Guava Duff is a popular desert in the Bahamas. You often hear Bahamians today saying, that many aspire to, but not everyone can make duff. It requires a skilled and patient hand, as well as someone who knows how to measure generous servings of rum. However, its origin is far from Bahamian. The roots of ‘duff’ extend far back in history, across the Atlantic ocean, to Britain in the early 19th century. Duff is a flour pudding boiled or steamed in a cloth bag. The term ‘duff’ referred not only to the dough like consistency used to make the pudding, but also to its form.  A successfully finished duff, is more or less a solid, substantial product.
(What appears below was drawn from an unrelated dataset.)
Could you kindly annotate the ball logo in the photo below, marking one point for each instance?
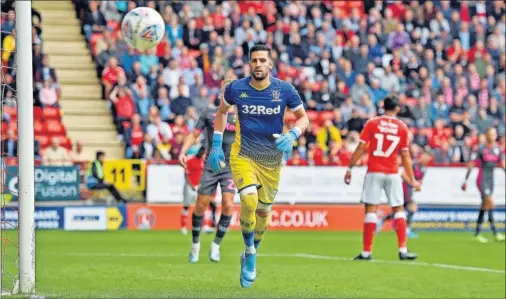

The modern Bahamian guava version, is a boiled pudding (often wrapped in an obliging pillow case) made from the sweetened peeled and sectioned guava fruit. A sugary sweet rum sauce is made from the juice of the strained guava seeds. This method of pudding making, was undoubtedly brought over by the early British colonial settlers in the 18th century.   Back then, duff was made in a specially designed sleeve called a  pudding cloth or pudding bag. The pudding bag was made from a firmly seamed dense cloth. This helped the duff to cook without the dough getting soaked and soggy from the boiling water. The bags usually  measured about seven- to nine-inches wide by fourteen- to eighteen-inches long. Pudding clothes or bags were made from the sturdiest materials like damask or better yet, and obliging old tablecloths.

Simple duff in the 18th century could be both savoury or sweet. Savoury duff were much big dumplings. They would be served with meats, salted pork or boiled beef. A savoury English version made use of plums. A British 18th century  plum duff would include raisins or currents.

During World War I, British soldiers could be seen sitting in the battles trenches “some now largely forgotten dishes, such as beef tea, mutton broth, brawn, potato pie and duff pudding”.

http://www.telegraph.co.uk/history/britain-at-war/10066467/Beef-tea-potato-pie-and-duff-pudding-How-to-eat-like-a-WW1-Tommy.html

In 1901, a short story by Henry Lawson, “The Ghost of Many Christmases” published in Children of the Bush, referred to the plum pudding as duff.